I myself do not feel comfortable viewing the world in such terms.  Above is one particular way to try to understand a particularly crucial part of human behavior.  And I find that every group, religious or otherwise, points back to one particular concept to explain why.  Some call it male privilege or Patriarchy.  Some call it symptomatic of a fallen world.  Some cite the presence of trauma earlier in life or look for a lingering, chronic illness.  Some scrutinize the latest scientific finding and process of the body.  I think there’s much truth in each of these, but I can’t help but think that there’s something even more basic present.  The answer we seek is in front of us, and I wonder what the passage of time will reveal.  Each of us attacks the problem from a slightly different direction.  Now our knowledge is partial and incomplete, and even the gift of prophecy reveals only part of the whole picture!  My faith in eventual progress has not dulled with time, no matter how much I may doubt it at times.

2 comments

    • cabaretic on December 16, 2010 at 4:14 pm
      Author
  1. In the early ’70’s I read a book, The Nature of Personal Reality by Jane Roberts. This was a book channeled by Roberts from a discorporate entity who named himself Seth. This was the beginning of the philosophic journey that has brought me to my present point of belief: we create our realities from our emotional response to what life brings us, and life brings us what we need to grow. One of my favorite allegories is that the world is a movie screen and there are a nearly infinite number of movies being played on it simultaneously. We are the writers, directors, producers, and the star in our respective movies.
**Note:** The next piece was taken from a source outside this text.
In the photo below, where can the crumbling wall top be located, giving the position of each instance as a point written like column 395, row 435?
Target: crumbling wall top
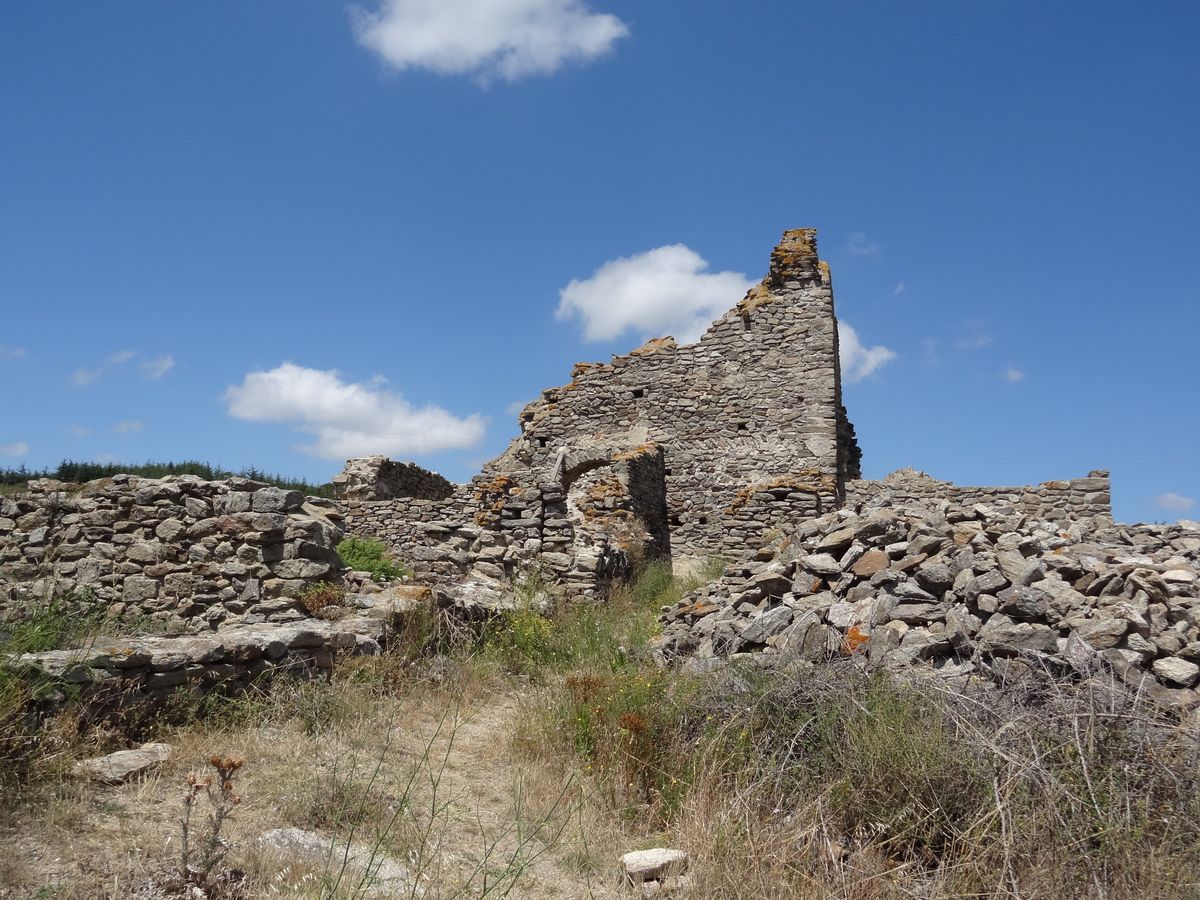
column 377, row 478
    And the external world reflects this personal movie to a T.

    When we are angry at that car that just cut us off on the freeway, when we judge a person or an act negatively (or positively for that matter), when we promote ourselves to the detriment of another, we ARE creating the world that we experience with our five senses. It is in the same vein as Ghandi’s words, “Be the change you would like to see”.

    Before the world will change from the world of war and misery ruled by the oligarchy, each of us, as individuals, must look first to ourselves as being the purveyor of the world’s ills. It is not a pleasant experience to be aware of the fact that my emotions are a contributing cause of what I see through my eyes. It is hard, but I understand that it is imperative for me to hold this view.

    The grand words with which I am able to pontificate are merely self delusion – the reality is that I must work first and foremost on my own character before I can expect the world to change. To reconnect to your most eloquent post, I need to be more peaceful myself, to realize that all is illusion, and then I will see a change in the external world.

    Thank you for your post, and be well.